For all the indignity over what to call it, Semillon has – at least – never been short of love in Australia, thanks chiefly to the pioneers of the Hunter Valley. Iain Riggs could fairly be described as one of those founding fathers. Claiming, with a knowing wink, to have started winemaking when he was five, he has just finished his 37th vintage at the Hunter Valley’s Brokenwood Wines, the 48th of his long and illustrious career.
Celebrated for its Semillon and Shiraz, it’s hard to believe that when Riggs arrived in 1982, Brokenwood was a small scale hobby winery, producing only red wines: “I was the first employee and back then we were producing a few thousand cases.”
Now chief winemaker, managing director and a part owner, Riggs has a groaning trophy cabinet that includes one of Australia’s ultimate honours, as a Member of the Order of Australia (AM), in recognition of his work in the Hunter Valley and his broader role in the development of the country’s wine industry.
With an international reputation as Sydney’s wine region, the Hunter Valley is actually around two hours north, but metaphorically much closer to the hearts of Sydneysiders. It is Australia’s oldest commercial wine region, with around 11 hectares that were planted before 1900.

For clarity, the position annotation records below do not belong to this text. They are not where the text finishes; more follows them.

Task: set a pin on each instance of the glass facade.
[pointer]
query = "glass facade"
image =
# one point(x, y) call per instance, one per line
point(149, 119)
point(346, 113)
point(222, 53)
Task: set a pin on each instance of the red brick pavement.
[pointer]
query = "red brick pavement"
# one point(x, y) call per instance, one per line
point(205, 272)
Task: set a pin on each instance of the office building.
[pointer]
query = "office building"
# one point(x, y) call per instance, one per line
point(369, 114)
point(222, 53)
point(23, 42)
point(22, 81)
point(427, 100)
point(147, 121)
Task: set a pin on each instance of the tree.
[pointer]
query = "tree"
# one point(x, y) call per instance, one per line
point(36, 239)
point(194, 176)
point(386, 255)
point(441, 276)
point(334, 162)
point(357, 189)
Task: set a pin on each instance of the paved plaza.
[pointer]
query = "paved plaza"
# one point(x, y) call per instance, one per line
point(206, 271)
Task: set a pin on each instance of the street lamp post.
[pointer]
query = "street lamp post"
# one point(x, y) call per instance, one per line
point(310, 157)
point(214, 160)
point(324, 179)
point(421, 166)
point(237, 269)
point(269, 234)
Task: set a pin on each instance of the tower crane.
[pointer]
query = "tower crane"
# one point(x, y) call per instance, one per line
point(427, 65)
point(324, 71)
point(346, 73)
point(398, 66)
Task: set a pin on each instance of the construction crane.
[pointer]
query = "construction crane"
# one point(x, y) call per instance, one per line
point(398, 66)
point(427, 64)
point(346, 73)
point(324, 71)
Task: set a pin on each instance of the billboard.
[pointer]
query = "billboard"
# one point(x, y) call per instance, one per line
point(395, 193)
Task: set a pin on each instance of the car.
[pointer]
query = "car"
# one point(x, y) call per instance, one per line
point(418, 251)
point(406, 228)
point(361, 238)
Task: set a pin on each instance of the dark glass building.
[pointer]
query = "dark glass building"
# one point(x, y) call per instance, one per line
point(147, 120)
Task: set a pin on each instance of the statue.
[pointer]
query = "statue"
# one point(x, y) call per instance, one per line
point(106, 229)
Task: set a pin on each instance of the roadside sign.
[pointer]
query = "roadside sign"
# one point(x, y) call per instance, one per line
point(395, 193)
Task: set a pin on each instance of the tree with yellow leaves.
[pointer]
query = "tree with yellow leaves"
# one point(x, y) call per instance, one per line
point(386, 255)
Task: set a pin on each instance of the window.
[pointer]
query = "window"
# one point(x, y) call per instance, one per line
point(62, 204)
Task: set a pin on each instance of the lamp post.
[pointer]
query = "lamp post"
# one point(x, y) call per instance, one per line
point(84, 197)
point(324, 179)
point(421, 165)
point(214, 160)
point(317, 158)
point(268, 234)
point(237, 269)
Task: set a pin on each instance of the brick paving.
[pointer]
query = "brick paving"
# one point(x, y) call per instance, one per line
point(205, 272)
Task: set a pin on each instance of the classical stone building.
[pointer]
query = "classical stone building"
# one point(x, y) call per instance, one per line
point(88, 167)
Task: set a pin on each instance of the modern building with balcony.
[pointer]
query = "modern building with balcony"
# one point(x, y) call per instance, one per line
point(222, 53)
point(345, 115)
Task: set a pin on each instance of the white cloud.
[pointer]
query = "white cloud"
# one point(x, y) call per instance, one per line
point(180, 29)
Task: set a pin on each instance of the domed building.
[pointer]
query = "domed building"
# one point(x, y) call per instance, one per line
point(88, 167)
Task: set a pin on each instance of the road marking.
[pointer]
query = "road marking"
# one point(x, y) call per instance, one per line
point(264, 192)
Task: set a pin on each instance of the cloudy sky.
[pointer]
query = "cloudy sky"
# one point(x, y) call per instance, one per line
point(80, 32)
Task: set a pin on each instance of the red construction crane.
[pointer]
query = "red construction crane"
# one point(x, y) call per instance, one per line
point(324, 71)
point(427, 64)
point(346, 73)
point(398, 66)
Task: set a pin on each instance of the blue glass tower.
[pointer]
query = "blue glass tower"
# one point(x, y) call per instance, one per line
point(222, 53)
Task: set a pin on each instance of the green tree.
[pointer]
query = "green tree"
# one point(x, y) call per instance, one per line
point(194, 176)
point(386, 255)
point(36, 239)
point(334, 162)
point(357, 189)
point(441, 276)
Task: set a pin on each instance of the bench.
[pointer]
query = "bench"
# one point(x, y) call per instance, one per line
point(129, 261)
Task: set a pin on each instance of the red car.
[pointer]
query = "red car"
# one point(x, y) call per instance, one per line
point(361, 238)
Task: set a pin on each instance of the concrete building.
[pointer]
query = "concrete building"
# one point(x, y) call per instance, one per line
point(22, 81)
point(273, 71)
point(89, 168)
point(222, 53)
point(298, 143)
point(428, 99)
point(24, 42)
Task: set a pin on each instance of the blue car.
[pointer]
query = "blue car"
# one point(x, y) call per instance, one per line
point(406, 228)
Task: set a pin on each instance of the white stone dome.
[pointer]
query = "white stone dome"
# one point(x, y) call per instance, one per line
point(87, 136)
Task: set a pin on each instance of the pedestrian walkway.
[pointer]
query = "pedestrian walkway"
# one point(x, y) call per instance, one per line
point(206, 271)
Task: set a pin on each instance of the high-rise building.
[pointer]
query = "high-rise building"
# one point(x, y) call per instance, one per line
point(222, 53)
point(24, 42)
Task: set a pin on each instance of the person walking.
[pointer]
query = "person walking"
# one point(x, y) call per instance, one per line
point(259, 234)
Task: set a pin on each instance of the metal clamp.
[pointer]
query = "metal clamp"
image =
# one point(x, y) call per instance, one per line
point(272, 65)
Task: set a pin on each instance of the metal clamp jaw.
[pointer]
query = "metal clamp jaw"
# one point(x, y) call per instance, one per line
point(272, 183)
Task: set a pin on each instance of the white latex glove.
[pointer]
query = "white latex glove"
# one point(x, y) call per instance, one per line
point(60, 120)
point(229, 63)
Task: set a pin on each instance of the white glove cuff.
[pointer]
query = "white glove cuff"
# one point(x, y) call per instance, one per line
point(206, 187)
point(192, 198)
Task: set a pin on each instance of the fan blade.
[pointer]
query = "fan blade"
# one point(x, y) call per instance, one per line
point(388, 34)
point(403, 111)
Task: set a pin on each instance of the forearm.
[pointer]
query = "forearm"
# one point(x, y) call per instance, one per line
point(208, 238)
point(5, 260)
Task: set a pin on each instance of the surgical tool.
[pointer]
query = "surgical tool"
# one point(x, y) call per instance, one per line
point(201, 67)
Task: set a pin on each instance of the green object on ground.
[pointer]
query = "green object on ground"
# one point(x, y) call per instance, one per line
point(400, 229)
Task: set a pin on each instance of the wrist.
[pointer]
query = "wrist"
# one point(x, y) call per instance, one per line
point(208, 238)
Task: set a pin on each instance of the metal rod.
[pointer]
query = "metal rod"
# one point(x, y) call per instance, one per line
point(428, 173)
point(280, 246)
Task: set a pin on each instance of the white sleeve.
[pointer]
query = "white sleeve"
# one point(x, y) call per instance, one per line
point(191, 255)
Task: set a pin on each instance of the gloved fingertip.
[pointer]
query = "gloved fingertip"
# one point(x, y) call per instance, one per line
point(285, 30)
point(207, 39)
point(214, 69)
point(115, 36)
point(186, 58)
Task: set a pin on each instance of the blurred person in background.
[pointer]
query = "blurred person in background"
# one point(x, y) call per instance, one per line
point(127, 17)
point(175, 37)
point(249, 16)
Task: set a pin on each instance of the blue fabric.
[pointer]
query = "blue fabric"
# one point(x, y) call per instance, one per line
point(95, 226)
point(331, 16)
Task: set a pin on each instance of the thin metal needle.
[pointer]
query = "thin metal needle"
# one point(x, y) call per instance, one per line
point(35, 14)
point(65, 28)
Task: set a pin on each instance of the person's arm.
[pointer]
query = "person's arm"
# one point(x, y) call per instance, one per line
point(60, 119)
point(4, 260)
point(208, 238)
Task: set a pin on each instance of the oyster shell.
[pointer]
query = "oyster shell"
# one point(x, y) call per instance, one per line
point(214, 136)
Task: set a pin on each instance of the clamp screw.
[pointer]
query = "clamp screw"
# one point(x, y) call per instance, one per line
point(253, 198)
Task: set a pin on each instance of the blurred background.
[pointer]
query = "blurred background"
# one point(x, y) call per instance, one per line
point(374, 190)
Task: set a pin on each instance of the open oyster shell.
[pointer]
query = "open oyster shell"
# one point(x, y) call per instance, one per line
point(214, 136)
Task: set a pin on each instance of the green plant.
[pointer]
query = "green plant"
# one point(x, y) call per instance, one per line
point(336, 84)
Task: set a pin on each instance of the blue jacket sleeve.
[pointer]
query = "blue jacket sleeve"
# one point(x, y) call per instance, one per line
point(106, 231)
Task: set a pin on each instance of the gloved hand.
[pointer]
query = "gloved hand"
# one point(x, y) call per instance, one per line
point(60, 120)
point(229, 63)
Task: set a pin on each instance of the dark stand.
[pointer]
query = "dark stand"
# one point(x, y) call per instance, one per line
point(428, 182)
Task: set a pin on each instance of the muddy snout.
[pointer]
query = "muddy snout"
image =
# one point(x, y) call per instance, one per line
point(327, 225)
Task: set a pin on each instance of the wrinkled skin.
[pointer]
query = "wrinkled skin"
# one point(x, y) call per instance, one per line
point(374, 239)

It gets very hot and it also rains a lot, meaning humidity is a challenge. “We get a shitload of rain – that’s a technical term – in January and February,” Riggs tells me, “so vintages matter a lot in the Hunter Valley. The vintage variation is really important and you need to know whether you’re drinking a Semillon from a wet year, or a dry year.”
Brokenwood takes its name from the trees that were cleared when vines were first planted. Its prime vineyard, the Graveyard, thankfully has a less literal title: a reference to the original plans for the site – 16 hectares used for its flagship 300 bucks-a-bottle Shiraz. The icon white, a Semillon, is called ILR, after Riggs’s own initials. It is always bottle-aged for six years before release.

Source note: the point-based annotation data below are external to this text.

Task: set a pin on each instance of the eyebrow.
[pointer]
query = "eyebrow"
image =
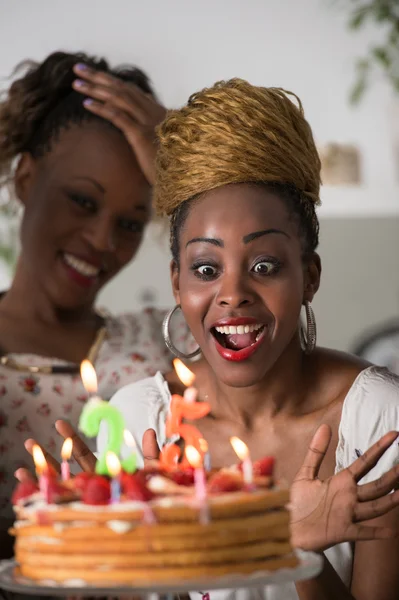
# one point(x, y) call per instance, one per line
point(246, 239)
point(93, 181)
point(214, 241)
point(257, 234)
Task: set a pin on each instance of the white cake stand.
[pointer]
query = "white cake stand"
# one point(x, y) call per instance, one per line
point(309, 566)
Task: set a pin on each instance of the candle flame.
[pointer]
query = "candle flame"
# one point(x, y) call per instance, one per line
point(66, 449)
point(203, 445)
point(113, 464)
point(129, 439)
point(38, 459)
point(240, 448)
point(89, 377)
point(184, 374)
point(193, 457)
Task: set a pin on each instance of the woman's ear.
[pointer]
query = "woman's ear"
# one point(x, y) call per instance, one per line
point(24, 176)
point(312, 277)
point(174, 276)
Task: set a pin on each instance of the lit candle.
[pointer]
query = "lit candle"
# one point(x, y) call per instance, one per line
point(130, 463)
point(207, 456)
point(195, 460)
point(66, 452)
point(187, 378)
point(242, 451)
point(181, 408)
point(41, 471)
point(114, 469)
point(97, 410)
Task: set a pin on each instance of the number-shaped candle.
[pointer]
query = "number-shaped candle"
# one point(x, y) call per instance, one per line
point(97, 410)
point(183, 408)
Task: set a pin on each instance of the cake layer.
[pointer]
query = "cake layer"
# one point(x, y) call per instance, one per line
point(232, 505)
point(206, 556)
point(147, 576)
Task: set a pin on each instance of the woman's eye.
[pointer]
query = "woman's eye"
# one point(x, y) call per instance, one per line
point(204, 271)
point(84, 202)
point(265, 267)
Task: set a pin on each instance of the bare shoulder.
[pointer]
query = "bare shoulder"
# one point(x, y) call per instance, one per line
point(332, 373)
point(338, 371)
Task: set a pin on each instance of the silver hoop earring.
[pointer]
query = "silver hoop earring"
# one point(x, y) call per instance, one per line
point(308, 336)
point(168, 339)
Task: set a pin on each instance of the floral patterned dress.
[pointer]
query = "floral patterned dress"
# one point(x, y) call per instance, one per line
point(31, 403)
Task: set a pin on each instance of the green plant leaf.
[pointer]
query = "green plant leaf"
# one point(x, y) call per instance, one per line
point(381, 55)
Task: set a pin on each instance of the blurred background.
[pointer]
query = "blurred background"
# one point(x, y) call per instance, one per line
point(341, 57)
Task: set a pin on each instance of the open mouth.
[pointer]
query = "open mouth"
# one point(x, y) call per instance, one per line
point(81, 271)
point(238, 342)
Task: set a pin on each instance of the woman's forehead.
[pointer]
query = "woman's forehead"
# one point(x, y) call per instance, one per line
point(239, 209)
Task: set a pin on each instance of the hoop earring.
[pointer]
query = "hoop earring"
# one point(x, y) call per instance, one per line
point(308, 336)
point(168, 339)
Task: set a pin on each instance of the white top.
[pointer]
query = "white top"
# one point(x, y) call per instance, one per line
point(370, 409)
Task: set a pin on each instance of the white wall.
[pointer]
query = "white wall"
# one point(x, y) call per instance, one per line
point(302, 45)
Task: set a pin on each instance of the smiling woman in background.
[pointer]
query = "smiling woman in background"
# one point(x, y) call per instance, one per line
point(83, 171)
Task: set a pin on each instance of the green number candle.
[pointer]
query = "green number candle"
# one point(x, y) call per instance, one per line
point(96, 411)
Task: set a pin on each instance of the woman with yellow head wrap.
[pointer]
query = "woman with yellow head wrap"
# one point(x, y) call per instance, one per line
point(239, 176)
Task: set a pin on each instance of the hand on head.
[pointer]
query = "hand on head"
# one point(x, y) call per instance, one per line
point(126, 106)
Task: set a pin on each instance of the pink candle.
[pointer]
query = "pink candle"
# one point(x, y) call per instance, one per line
point(242, 451)
point(66, 452)
point(41, 471)
point(195, 460)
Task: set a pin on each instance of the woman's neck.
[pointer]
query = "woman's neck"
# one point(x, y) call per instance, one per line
point(281, 392)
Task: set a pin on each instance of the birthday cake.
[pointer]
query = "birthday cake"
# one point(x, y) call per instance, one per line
point(159, 530)
point(176, 521)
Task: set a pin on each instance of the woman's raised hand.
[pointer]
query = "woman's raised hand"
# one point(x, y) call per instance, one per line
point(325, 513)
point(126, 106)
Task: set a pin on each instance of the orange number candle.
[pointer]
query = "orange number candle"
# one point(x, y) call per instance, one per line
point(181, 408)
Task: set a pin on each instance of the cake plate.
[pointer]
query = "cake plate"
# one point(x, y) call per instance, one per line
point(309, 566)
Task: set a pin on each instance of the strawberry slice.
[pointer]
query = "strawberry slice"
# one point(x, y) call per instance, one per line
point(24, 490)
point(182, 477)
point(225, 482)
point(81, 480)
point(264, 466)
point(56, 491)
point(135, 487)
point(97, 491)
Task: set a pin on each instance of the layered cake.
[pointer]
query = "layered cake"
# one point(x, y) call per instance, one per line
point(160, 528)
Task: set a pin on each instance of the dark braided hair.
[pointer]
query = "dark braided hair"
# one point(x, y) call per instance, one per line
point(41, 103)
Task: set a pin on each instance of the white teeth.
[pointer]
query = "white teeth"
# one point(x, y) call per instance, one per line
point(240, 329)
point(81, 266)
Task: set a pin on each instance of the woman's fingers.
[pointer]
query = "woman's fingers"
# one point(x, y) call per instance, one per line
point(150, 447)
point(376, 508)
point(80, 451)
point(24, 475)
point(369, 459)
point(375, 489)
point(316, 453)
point(124, 95)
point(364, 533)
point(49, 459)
point(122, 99)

Perhaps surprisingly, all the Brokenwood wines have been under screw cap since 2002. “Semillon under cork is wonderful,” Riggs confesses, “but we were losing 50 per cent to oxidation at five years, so we had to change.” Brokenwood has also adopted much larger oak formats – 500 litre puncheons – for the maturation of Chardonnay. Riggs believes Australian Chardonnay is at “the top of its game at the moment.” Gone are what he describes as “the Dolly Parton styles,” replaced by subtle oak, less skin contact, lower alcohol and far greater individuality.

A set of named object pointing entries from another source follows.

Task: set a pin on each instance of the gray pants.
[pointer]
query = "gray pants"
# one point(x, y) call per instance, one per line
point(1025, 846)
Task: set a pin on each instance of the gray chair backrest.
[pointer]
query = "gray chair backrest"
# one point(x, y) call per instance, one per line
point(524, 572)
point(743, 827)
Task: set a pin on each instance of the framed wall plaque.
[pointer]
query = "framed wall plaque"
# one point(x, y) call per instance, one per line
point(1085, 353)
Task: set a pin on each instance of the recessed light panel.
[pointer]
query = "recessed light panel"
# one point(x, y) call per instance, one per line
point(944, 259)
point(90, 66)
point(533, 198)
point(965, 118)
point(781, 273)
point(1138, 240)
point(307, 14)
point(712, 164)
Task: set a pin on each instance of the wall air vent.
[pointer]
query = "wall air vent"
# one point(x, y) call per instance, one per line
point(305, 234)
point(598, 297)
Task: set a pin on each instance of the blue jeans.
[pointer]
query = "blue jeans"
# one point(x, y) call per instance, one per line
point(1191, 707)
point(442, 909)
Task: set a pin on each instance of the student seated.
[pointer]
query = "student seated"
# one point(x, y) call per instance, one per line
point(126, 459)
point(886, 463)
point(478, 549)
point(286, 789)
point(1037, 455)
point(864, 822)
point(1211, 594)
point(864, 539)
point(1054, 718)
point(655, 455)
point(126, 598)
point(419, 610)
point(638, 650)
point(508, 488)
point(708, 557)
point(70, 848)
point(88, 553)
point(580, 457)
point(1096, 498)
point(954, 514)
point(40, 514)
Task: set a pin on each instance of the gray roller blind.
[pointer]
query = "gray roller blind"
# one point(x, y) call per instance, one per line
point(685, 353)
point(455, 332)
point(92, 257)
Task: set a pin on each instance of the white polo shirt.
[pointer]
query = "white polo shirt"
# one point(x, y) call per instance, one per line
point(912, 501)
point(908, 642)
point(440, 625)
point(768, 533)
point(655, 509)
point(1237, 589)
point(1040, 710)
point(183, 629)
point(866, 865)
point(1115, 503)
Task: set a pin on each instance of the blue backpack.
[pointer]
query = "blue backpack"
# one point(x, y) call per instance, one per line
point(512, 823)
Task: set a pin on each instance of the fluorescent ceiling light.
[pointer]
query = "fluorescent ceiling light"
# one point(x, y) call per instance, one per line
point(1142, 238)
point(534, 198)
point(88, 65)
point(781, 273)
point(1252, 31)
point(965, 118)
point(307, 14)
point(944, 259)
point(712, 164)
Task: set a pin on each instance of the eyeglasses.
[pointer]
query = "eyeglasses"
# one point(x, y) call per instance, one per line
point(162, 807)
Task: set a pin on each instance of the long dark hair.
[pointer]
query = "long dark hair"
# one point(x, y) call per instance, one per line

The latest innovation is to switch all Brokenwood’s wines to vegan certification, with an alternative fining agent to the current skimmed milk for next year’s vintage.
It still feels odd to be tasting wines from the new 2019 vintage, even when they come from the other side of the world, and, given its great potential for ageing, sampling new Hunter Valley Semillon feels like a form of vinous infanticide. That said, the first of the wines on offer from Riggs, for a tasting and lunch at Marcus Wareing’s Gilbert Scott, was already offering teasing hints of where it might lead – all the more remarkable given its ‘entry-level’ range status and relatively low price.
SO HOW DID THEY TASTE?
Hunter Valley Semillon 2019: with wafts of gentle citrus blossom and lemongrass, a robust acidic core of lime pith and Asian pear leads into a long, clean finish that underlines its ageing potential. An inexpensive wine to tuck away for future pleasure, that’s precisely what I shall be doing.
Hunter Valley Semillon 2018: with the same bright blossom notes, pithy citrus, crisp mineral core and a slightly more balanced feel, thanks to its additional year in bottle.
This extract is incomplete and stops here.